Autocompletion in Playground of Apache Beam

Published in

Akvelon

10 min readAug 30, 2023

Interesting tasks often arise where several technologies meet together, especially those that are not typically integrated. This blog post will be just such a case. Today, you will learn the story of how merging several technologies allowed us to add the Java add-in for the Apache Beam SDK to a Сode Editor that was written in Flutter.

With that, we will introduce to you the project I contributed to: the Apache Beam Playground. Apache Beam is an open-source model that unifies batch and streaming pipelines. By simplifying large-scale data processing, it allows developers to build programs that define the pipeline using one of the Apache Beam SDKs. For our story today, it suffices to say that Apache Beam allows you to create data processing pipelines. You can use it to do everything from a simple migration to parallel processing and analysis of data streams. It can be used in absolutely different scenarios: from processing server logs and detecting data anomalies in analytics, to preparing data from machine learning models.

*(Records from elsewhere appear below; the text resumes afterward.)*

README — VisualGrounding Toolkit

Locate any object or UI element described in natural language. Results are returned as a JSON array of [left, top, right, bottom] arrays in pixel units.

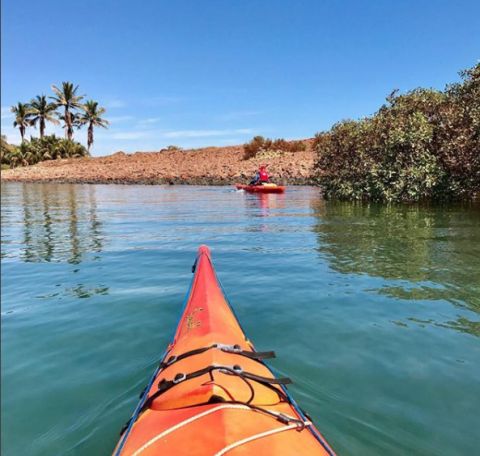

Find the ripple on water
[[1, 183, 480, 455]]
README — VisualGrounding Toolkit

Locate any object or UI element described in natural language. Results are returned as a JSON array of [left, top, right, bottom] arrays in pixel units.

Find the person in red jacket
[[250, 165, 270, 185]]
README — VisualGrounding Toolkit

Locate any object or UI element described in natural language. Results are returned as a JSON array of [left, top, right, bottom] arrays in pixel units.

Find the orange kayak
[[235, 184, 286, 193], [114, 246, 335, 456]]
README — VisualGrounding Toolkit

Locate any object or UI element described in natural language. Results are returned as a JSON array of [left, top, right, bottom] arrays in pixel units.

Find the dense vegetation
[[1, 135, 88, 168], [315, 64, 480, 201], [0, 82, 108, 168], [243, 136, 306, 160]]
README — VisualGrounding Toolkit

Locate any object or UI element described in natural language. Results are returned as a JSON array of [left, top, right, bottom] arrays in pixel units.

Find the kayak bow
[[235, 184, 286, 193], [114, 246, 335, 456]]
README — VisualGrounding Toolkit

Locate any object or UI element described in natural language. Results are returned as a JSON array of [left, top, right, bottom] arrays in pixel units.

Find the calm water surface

You can download and run it locally, but if you need to test small things, you can work with it directly in your browser in a specially-created environment called Beam Playground, that uses Flutter for the responsive UX (or UX frontend). The Playground provides an interactive, feature-reach code editor for developers to try pipeline examples and their own code with Apache Beam SDKs. When you click on Run, the code you’ve written will be compiled and run on the server, and then the result will be displayed to you in the normal console as well as in the form of a graph. And to get a better understanding of the SDK, Playground already has a lot of ready-to-run examples in each of the available languages: Java, Go, Scala, and Python.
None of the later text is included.